Ya da önce oyunları çıkıyor, sonra filmleri… İçlerinde subilimine mesajların
doldurulduğu, ilk bakışta masumane görünen bu ürünler, tıpkı bozuk gıdalar gibi
muhatap oldukları beyinleri ifsat ediyorlar.
Günümüzde
artık bir sektör hâline gelen çocuk edebiyatı, sadece cazibeli resimleri,
sahife miktarının azlığı ve yazı fontlarının büyüklüğü ile formüle edilmiş bir
hâlde arz-ı endam ediyor.
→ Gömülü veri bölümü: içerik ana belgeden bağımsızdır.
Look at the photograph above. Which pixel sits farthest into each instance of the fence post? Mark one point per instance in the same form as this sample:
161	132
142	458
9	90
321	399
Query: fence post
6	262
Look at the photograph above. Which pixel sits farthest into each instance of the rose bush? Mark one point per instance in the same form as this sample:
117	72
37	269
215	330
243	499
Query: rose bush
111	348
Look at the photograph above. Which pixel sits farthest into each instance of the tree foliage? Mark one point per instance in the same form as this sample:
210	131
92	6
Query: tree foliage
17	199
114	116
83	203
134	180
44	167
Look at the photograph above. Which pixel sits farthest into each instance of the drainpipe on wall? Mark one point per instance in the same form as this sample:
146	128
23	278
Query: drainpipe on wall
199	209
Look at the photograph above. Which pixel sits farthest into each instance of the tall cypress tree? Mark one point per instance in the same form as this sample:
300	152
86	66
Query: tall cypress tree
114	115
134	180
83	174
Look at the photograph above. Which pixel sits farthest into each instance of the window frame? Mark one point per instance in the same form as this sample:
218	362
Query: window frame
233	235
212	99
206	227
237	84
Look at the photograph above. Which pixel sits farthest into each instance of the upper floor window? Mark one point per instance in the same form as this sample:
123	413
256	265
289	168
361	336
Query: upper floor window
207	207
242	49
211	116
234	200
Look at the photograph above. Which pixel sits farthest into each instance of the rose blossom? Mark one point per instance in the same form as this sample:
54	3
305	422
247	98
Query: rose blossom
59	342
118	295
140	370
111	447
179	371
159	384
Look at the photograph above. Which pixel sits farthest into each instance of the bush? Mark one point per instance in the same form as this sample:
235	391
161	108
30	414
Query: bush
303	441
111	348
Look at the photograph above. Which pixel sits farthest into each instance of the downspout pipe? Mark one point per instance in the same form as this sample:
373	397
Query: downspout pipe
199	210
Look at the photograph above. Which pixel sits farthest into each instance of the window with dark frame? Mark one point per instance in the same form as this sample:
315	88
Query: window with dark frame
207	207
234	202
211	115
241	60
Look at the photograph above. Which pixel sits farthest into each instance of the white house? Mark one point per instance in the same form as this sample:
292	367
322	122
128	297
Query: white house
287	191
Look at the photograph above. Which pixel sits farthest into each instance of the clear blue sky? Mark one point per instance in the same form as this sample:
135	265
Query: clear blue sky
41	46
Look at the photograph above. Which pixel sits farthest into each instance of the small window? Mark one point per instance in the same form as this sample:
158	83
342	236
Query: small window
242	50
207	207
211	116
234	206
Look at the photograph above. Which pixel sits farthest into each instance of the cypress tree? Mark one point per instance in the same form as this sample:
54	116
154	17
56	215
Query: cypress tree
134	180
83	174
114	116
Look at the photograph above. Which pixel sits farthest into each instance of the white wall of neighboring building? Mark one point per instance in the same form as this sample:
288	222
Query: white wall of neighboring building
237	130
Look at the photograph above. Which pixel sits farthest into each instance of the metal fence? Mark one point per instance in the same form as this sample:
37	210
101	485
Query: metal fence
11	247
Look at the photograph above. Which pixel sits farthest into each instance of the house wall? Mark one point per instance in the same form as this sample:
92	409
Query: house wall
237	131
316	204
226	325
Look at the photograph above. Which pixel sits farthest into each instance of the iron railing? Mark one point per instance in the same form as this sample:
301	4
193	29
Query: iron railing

Denetimin yok seviyelerde olması ve ehil olmayan
kişiler tarafından bazen “7-9 yaş için uygun”, bazen “1-2’nci sınıf öğrenciler
için” yazısıyla sınıflandırılan bu kitaplar elden ele dolaşıyorlar. Ne zaman ki
bir veli ya da bir öğretmen okur da içeriğinden haberdar olur, onlar da bunu
sosyal medya gündemine taşırsa ya da bilmem ne haber sitesinin ihbar hattına
düşerse kıyâmet kopuyor! Bu haberlerden öğrendiğimiz içerikler kanımızı
donduracak düzeyde.
Gün
geçmiyor ki “pis suratlı, aksakallı, kocaman kafalı” ve tecavüzcü bir Hızır
motifi karşımıza çıkmasın. Bu yetmiyor, birbirine tecavüz eden hayvanlar âlemi
servis ediliyor önünüze. Bir başkası da Yunan mitolojisini anlatmak adına
tanrıların peşinde koştuğu, tanrıçaların kıskandığı insanları anlatarak
çocukların kafasında farklı bir inanç oluşturma peşine düşüyor. Yine bir
başkası, masal adı altında babası tarafından başı kesilen çocuğun kazanda
kaynatılmasını bir çocuk kitabında anlatabiliyor.
Bu
örnekler aslında hâdsizliğin son kertesi ve belki de en uçları. Oysa öyle sinsi
içerikler, öyle hain tezgâhlarla karşı karşıyayız ki! Ama kimse işin farkında
değil. Seyrettiği çizgi filmden okuduğu kitaba, oynadığı oyundan seyrettiği
diziye kadar bir kültürel bombardımana tutulan bu körpe dimağların hâline
oturup ağlamak gerekir.
Her
gün vicdanımızı rahatsız eden taciz, şiddet, gasp, adam kaçırma, öldürme,
soygun, organ mafyası, çek senet mafyası, uyuşturucu belâsı, tombalacı vahşeti
gibi bir sürü olumsuzluğun altında yatan da işte bu kontrol edemediğimiz,
göremediğimiz, farkına varamadığımız kültürel savaşın sonuçlarıdır!
“Çocukları
eğitelim” diye yola çıkanlar, pedagojiden, çocuk gelişiminden bahsedenler, sizce
bunların farkındalar mı acaba? Diyelim ki farkında ise, bunun adını ne koymak
gerekir? Farkında değillerse, kimin çocuğunu ne amaçla eğitiyorlar o zaman?
Bugün
çocuk Noel Baba’yı tanıdığı kadar Hızır’ı bilmez, Nasreddin Hoca’yı tanımaz,
Cadılar Bayramı veya Christmas’ı bildiği kadar Ramazan ve Kurban Bayramını
bilmiyor ya da bunların yanına diğerlerini eklemekte bir mahzur görmüyorsa, bir
şeyler yanlış yapılıyor demektir!
Tüm millî ve dini değerlere kapalı ama Hıristiyanlığın her türlü töresine ve törenine açık bir şekilde bize yabancı yetişen nesillerin vebâli kimin üzerinde acaba? Bunları evrensel ve çağdaş olarak gören bu şaşı zihniyet, kendi değerlerimizi çağdışı, banal, modası geçmiş olarak görmeye devam ettikçe, çocuklarımızın zihinlerine uygulanan bu siber saldırılar da devam edecek demektir.